The yen may drop to 100 in the next six months “depending on how aggressive the official rhetoric is,” Myers said. The probability of the yen weakening to 100 by year-end was 25 percent today, according to options data compiled by Bloomberg.
The yen at 100 per dollar would be acceptable, Nishimura said in an interview in Tokyo, suggesting global criticism may fail to convince Prime Minister Shinzo Abe to temper his push to weaken the currency.
“The current level around 90 can be said to be a correction of the strong yen, but it isn’t over yet,” Nishimura said. A level of 110 to 120 would raise import costs, he said, suggesting the government won’t back a currency free-fall.
Japan’s currency fell in early Asian trading after HSBC Holdings Plc and Markit Economics said their preliminary reading of China’s Purchasing Managers’ Index increased to 51.9 in January from 51.5 the previous month. The data suggest China’s expansion at the start of 2013 will equal or exceed its 7.9 percent pace in the fourth quarter.
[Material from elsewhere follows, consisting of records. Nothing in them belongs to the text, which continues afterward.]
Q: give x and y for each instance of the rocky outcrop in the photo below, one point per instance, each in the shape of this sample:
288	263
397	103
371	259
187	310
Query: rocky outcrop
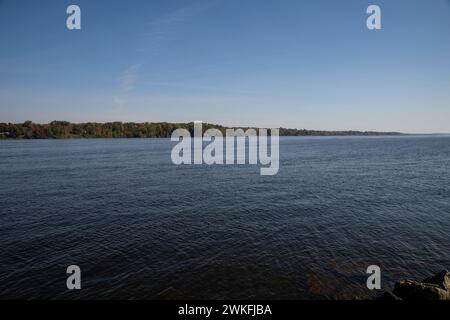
436	287
442	279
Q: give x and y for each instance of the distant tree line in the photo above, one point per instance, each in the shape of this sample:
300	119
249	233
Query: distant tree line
67	130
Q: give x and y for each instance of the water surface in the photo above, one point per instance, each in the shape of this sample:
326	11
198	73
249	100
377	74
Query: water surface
140	227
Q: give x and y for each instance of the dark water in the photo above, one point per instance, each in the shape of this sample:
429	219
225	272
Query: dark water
140	227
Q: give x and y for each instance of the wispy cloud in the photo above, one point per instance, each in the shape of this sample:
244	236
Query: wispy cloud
160	29
157	33
127	79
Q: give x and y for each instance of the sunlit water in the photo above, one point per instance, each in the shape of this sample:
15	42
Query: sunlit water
141	227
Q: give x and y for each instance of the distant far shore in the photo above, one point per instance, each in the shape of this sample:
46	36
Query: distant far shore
67	130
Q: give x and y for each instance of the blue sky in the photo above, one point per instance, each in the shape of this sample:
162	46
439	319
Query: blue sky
301	64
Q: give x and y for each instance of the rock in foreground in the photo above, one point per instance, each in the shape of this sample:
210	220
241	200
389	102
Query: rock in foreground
436	287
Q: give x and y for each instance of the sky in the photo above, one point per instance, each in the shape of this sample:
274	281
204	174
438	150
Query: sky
296	64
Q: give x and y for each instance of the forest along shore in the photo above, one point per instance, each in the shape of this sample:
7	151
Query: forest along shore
67	130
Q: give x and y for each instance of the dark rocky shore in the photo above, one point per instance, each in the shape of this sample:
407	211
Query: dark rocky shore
436	287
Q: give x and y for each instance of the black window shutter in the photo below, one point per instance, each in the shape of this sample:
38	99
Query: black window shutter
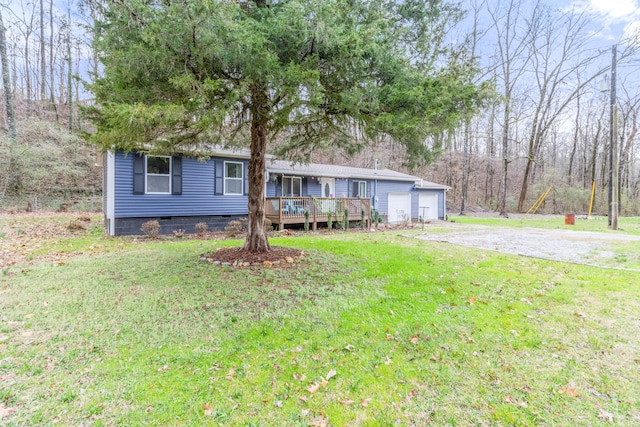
176	175
246	179
219	172
138	174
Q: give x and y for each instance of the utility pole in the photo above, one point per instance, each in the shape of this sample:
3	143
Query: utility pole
613	146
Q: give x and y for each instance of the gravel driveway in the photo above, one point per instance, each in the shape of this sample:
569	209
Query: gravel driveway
581	247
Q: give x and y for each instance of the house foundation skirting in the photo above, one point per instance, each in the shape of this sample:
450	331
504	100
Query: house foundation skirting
169	224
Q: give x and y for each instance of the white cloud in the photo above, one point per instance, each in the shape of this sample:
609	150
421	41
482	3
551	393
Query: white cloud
615	9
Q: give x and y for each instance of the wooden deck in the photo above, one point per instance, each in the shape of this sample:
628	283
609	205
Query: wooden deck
290	210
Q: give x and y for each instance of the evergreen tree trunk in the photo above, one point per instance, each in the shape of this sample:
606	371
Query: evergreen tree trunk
256	237
11	118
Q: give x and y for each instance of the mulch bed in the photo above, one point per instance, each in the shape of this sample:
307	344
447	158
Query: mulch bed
239	257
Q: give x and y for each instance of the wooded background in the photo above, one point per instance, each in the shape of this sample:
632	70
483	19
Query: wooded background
547	125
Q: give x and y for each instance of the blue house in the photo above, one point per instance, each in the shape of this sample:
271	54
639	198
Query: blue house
180	192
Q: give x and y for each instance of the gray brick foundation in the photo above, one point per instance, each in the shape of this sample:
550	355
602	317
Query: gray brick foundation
131	226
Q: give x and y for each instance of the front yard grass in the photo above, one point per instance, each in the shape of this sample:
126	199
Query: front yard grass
369	329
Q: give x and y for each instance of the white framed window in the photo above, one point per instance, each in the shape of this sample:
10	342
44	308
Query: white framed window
359	189
158	174
233	178
291	186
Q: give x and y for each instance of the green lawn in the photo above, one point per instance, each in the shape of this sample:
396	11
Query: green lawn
369	329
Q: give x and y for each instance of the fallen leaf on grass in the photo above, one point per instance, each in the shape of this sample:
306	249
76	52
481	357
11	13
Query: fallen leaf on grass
365	402
569	391
231	374
319	421
5	412
208	410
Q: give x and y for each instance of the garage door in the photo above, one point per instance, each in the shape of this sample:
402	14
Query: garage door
428	206
399	207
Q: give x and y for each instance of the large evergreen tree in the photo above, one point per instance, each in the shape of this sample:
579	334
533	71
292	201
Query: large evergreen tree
180	76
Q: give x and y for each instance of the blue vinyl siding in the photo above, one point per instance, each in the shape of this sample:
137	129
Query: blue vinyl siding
197	196
271	189
314	189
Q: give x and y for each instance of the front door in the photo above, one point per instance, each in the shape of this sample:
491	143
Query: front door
328	187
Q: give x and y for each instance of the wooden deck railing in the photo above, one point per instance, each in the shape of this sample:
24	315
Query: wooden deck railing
290	210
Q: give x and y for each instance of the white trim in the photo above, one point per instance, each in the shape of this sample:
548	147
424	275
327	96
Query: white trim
364	193
291	177
110	208
225	177
146	175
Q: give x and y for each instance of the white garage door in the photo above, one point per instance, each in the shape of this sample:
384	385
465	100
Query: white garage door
428	206
399	207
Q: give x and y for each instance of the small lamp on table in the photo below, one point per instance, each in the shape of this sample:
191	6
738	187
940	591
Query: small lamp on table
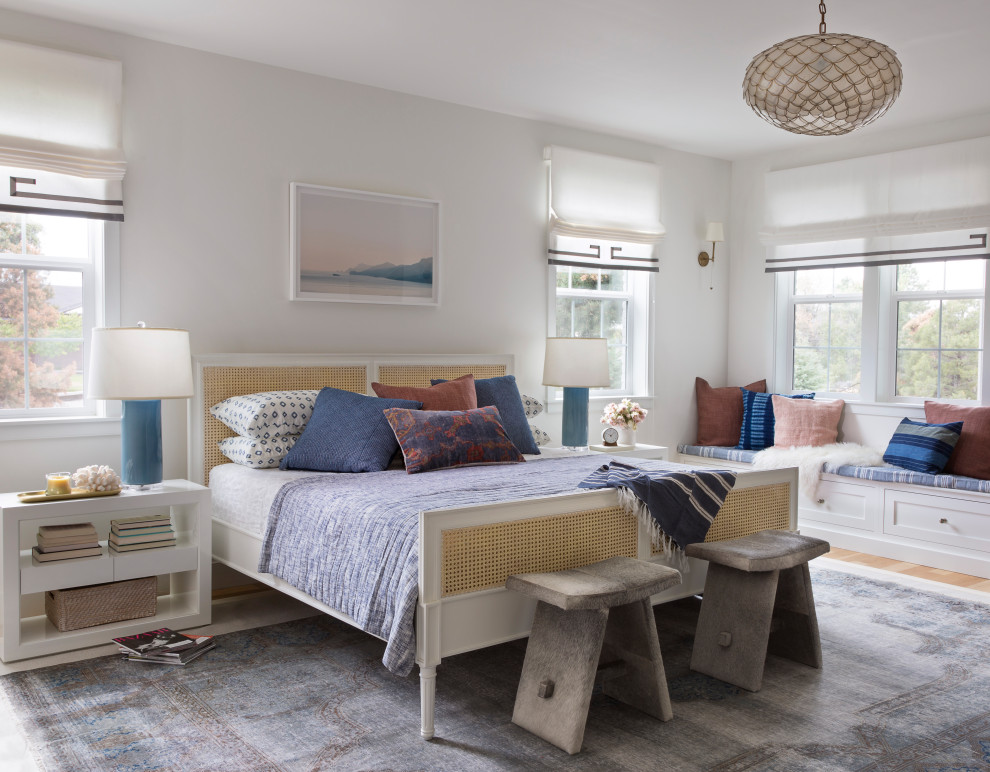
576	364
141	366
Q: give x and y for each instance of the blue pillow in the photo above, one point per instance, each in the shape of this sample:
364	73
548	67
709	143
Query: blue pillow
922	447
348	432
758	420
503	393
443	439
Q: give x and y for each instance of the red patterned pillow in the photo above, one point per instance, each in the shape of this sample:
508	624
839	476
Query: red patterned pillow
971	457
441	439
458	394
719	412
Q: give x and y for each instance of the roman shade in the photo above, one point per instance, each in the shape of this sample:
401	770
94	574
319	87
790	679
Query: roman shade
936	189
599	197
60	133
“Yen weakness kicked in squarely as a function of the Chinese data,” said Neil Jones, head of European hedge fund sales at Mizuho Corporate Bank Ltd. in London. “The Chinese data surprised to the upside for many people. The global backdrop is showing an improving trend that’s not factored into the market yet.”
The yen has slumped 18 percent in the past six months, the worst performer of 10 developed-market currencies tracked by Bloomberg Correlation-Weighted Indexes. The dollar dropped 4.7 percent and the euro advanced 6.5 percent.
Asian currencies fell as North Korea threatened to conduct a nuclear weapons test “targeted” at the U.S. after the U.S. pushed through new United Nations sanctions against the state for its rocket launch last month.
Investors are “selling Asian assets amid rising geopolitical risks in North Korea,” said Yuji Saito, director of foreign-exchange at Credit Agricole SA in Tokyo.
South Korea’s won declined 0.3 percent to 1,068.85 per dollar and the Taiwan dollar dropped 0.2 percent to 29.138.
The Bloomberg-JPMorgan Asia Dollar Index, which tracks the region’s 10 most-active currencies excluding the yen, fell 0.1 percent to 118.48.
The euro strengthened against all except two of its 16 major counterparts after Markit Economics released its survey of purchasing managers in manufacturing and services.
A composite index based on the survey climbed to 48.2 this month from 47.2 in December, the data showed. A reading below 50 indicates contraction.
The 17-nation currency rose for the first time in five days against the Swiss franc, gaining 0.1 percent to 1.2390 francs.